Durbin Discusses Importance of Modernizing Federal Drug Sentencing Policy
Smarter Sentencing Act would reduce mandatory minimum sentences for certain non-violent drug offenses
[CHICAGO] – With prison populations skyrocketing over the last several decades and almost half of the nation’s federal inmates serving sentences for drug offenses, U.S. Senator Dick Durbin (D-IL) today discussed the urgent need to reform federal mandatory minimum sentencing laws for nonviolent drug offenses. Durbin discussed the Smarter Sentencing Act, a bipartisan bill he introduced earlier this year, which would modernize federal drug sentencing laws by giving federal judges more discretion in sentencing defendants convicted of nonviolent drug offenses. Last month, President Obama highlighted sentencing reform as one of his top priorities—urging Congress to address the inequities in the federal criminal justice system.

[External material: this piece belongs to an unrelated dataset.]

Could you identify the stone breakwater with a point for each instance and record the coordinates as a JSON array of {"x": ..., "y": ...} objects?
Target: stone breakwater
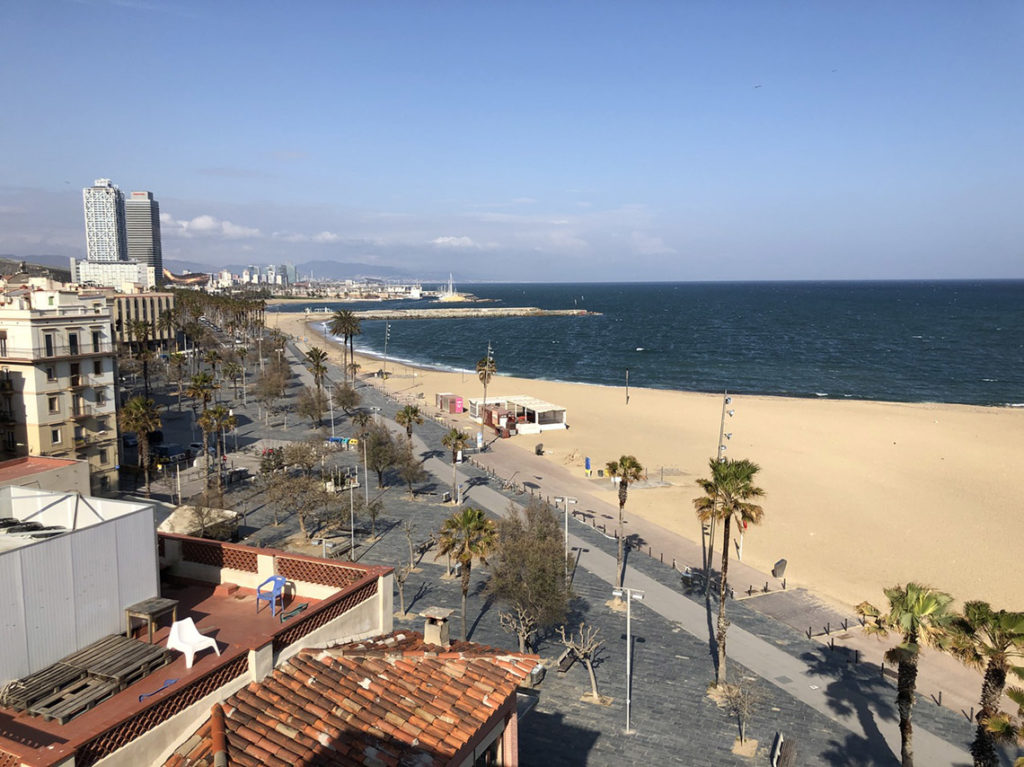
[{"x": 460, "y": 313}]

“Once seen as a strong deterrent, mandatory sentences for nonviolent drug offenses have too often been unfair, fiscally irresponsible and a threat to public safety,” Durbin said. “Given tight budgets and overcrowded prison cells, judges should be given more authority to conduct an individualized review in sentencing certain drug offenders and not be bound to outdated laws that have been ineffective and cost taxpayers billions. Being tough on crime doesn’t mean simply voting reflexively for ever-harsher punishments, no matter the cost or consequences. Being tough on crime means being tough on failed criminal justice policies.”
“Safer Foundation supports Senator Durbin’s legislation, which will decrease the unnecessary and harsh punishment for non-violent, low- level offenses and help correct a system that has long contributed to mass incarceration,” Victor Dickson, President/CEO of Safer Foundation said. “These changes will prevent many people, especially minority individuals, from unnecessarily entering the prison system or at a minimum bring some rationality to the sentences they receive.”
The United States has seen a 500 percent increase in the number of inmates in federal custody over the last 30 years, and almost 50 percent of those federal inmates are serving sentences for drug offenses. Mandatory sentences, particularly drug sentences, can force a judge to impose a one-size-fits-all sentence without taking into account the details of an individual case. Many of these sentences have disproportionately affected minority populations and helped foster distrust of the criminal justice system.
The large increase in the prison population has put a strain on our prison infrastructure and federal budgets. The Bureau of Prisons is more than 30 percent over capacity and this severe overcrowding puts both inmates and guards at risk. The focus on incarceration is also diverting increasingly limited funds from law enforcement and crime prevention to housing federal inmates, the cost of which has increased by more than 1100 percent over the last three decades. In 2014, the Congressional Budget Office estimated that implementation of the Smarter Sentencing Act would save taxpayers approximately $3 billion over ten years.
Today marks exactly five years since Durbin’s bipartisan Fair Sentencing Act was signed into law by President Obama. The bipartisan legislation reduced the decades-long disparity between sentences for crack and powder cocaine from a ratio of 100:1 to 18:1. The Smarter Sentencing Act would make the Fair Sentencing Act retroactive, so that individuals who are still serving lengthy sentences under the old, racially-disparate, and unjust sentencing regime could petition for sentence reductions.
The bipartisan Smarter Sentencing Act is an incremental approach that does not abolish any mandatory sentences. Rather, it takes modest steps in modernizing drug sentencing laws by doing the following: Reducing – but not eliminating – certain mandatory minimum sentences for nonviolent drug offenses; allowing federal judges to sentence below certain mandatory minimums when individual circumstances warrant it; and allowing certain inmates who were sentenced under the old crack-powder sentencing disparity to petition for reductions of their sentences.
The Smarter Sentencing Act is cosponsored by a diverse group of Republicans and Democrats, including Sen. Mike Lee (R-UT), Sen. Pat Leahy (D-VT), Sen. Ted Cruz (R-TX), Sen. Sheldon Whitehouse (D-RI), Sen. Rand Paul (R-KY), and Sen. Cory Booker (D-NJ), and has broad support from law enforcement, faith groups, and civil rights leaders, including the U.S. Department of Justice, the U.S. Sentencing Commission, the U.S. Judicial Conference, the Association of Prosecuting Attorneys, the Major Cities Chiefs Association, the U.S. Conference of Catholic Bishops, the National Association of Evangelicals, the NAACP, and the ACLU.